Loss of electric service disrupts the simple tasks of daily living – cooking, washing clothes, reading by a lamp. We here at Entergy Corporation know that disruptions will come, either in the form of weather disturbances or other grid interruptions. That certainty has fueled advance planning to mitigate impacts as an ongoing, ever-improving key companywide imperative. Part of that planning includes sharing of resources among Entergy operating companies and participation in regional mutual assistance partnerships with other utilities.
To that end, Entergy has also joined the relatively new RESTORE collaboration. The name stands for Regional Equipment Sharing for Transmission Outage Restoration. The group was formed by the Atlanta, Georgia-based Southern Company in 2016. Twenty-eight companies now participate in RESTORE. While there are slight differences in operating styles, we all share a common focus: bolster grid resilience.
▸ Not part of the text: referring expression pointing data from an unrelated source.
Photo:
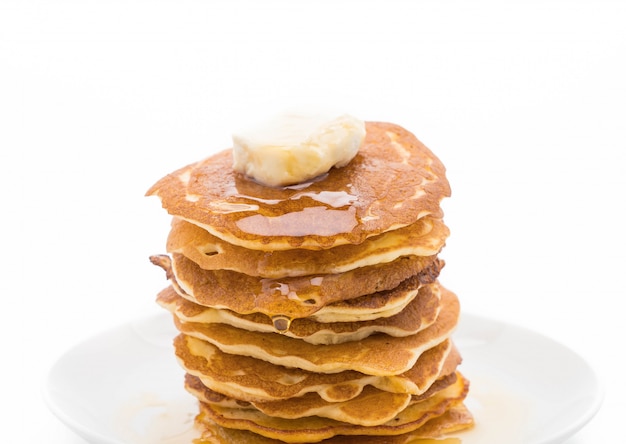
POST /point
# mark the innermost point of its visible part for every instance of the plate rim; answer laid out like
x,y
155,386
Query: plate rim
x,y
466,319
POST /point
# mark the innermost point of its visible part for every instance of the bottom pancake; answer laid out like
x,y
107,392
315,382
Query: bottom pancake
x,y
315,429
456,419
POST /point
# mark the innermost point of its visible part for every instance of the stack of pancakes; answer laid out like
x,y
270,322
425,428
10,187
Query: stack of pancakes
x,y
313,312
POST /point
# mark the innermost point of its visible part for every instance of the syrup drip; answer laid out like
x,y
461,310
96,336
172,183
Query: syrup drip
x,y
281,323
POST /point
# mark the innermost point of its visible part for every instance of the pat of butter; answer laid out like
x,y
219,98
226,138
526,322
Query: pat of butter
x,y
296,147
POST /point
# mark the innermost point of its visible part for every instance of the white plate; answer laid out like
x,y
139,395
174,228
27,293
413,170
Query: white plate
x,y
125,386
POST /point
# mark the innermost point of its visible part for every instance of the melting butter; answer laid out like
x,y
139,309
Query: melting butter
x,y
295,147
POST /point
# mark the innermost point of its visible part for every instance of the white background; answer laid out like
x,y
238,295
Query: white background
x,y
525,103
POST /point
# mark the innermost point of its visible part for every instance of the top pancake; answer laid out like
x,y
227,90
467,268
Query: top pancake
x,y
393,181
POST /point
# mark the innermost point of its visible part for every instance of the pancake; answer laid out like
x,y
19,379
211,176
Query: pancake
x,y
419,314
388,405
455,419
378,355
291,297
393,181
425,237
252,380
315,429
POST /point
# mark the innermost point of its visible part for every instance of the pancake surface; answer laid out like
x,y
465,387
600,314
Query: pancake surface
x,y
393,181
419,314
249,379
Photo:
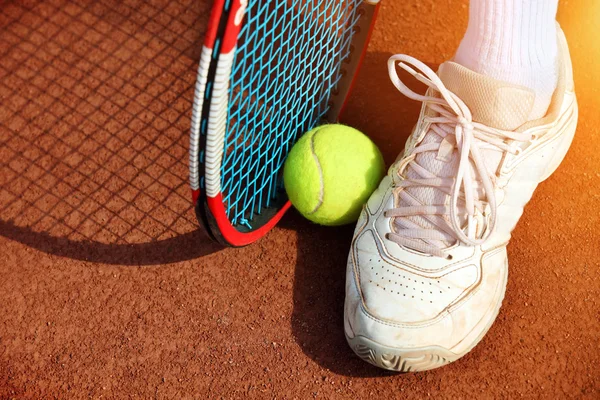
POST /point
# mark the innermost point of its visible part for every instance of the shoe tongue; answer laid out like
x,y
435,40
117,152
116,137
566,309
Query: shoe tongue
x,y
494,103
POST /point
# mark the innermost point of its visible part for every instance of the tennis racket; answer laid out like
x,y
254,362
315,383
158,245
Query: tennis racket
x,y
269,71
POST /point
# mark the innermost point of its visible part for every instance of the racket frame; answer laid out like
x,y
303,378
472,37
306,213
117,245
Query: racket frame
x,y
211,103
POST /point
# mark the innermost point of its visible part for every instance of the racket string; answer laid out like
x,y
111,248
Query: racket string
x,y
286,66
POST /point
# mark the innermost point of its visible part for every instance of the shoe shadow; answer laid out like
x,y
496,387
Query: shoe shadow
x,y
387,117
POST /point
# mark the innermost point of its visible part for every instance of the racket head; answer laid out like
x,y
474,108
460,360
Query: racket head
x,y
267,74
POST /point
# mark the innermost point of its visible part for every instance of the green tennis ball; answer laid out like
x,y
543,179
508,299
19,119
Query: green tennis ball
x,y
331,172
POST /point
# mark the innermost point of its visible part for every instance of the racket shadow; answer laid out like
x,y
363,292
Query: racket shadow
x,y
319,285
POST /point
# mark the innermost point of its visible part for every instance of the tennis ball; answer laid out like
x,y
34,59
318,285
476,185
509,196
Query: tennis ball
x,y
331,172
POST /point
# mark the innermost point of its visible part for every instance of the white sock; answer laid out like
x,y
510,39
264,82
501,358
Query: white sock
x,y
514,41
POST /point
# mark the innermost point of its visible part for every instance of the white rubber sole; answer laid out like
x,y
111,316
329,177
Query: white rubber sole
x,y
423,358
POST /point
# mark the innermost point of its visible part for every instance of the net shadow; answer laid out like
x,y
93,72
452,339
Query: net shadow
x,y
94,123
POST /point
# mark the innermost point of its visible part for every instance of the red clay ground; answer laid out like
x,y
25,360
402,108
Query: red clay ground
x,y
107,290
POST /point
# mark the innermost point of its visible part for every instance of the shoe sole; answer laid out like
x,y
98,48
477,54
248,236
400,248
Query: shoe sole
x,y
422,358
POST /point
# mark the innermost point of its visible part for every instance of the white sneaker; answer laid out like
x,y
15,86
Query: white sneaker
x,y
428,266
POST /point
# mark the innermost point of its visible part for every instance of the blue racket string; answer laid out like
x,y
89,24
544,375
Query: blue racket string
x,y
285,69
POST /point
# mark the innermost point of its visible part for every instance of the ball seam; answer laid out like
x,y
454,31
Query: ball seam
x,y
322,186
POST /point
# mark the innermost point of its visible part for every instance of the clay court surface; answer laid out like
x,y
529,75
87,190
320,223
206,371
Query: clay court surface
x,y
107,290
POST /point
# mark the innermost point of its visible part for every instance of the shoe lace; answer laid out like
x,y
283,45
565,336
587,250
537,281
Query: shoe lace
x,y
470,217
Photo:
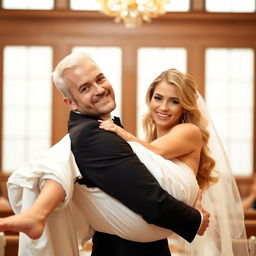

Entergy views the program as one more way for the company to speed recovery after a catastrophe—an outcome desired by customers, owners, employees and communities. There is no fee to participate in the program. Our ultimate goal is to ensure that we foster an arrangement that benefits our customers by cooperating with neighboring utilities for additional resources in times of natural disasters. This will lead to efficiency in response time, expedited recovery and grid resilience for our transmission system and our customers.
The national importance of a strategic transformer reserve was highlighted by the Department of Energy’s Strategic Transformer Reserve Report to Congress earlier this year. Spares available through RESTORE are earmarked for catastrophic events. As a member company, Entergy is committed to holding six autotransformers in reserve for the program, making them available for other participating companies when needed while providing an opportunity to obtain ATs in return.
Entergy joined RESTORE in September, though the decision to join was being strongly considered before Hurricane Harvey drenched Southeast Texas and Southwest Louisiana with record-breaking rainfall. The storm simply reinforced the wisdom of joining. Five mobile transformers provided by Entergy Louisiana, Entergy Mississippi and three neighboring utilities helped get the power back on for impacted Entergy Texas customers.
Additional equipment is expected to be added as the program continues to develop.
Mark Hunter works in Entergy’s transmission’s policy and regulatory group. He served on RESTORE’s Operating Committee and led Entergy’s initiative to join the group.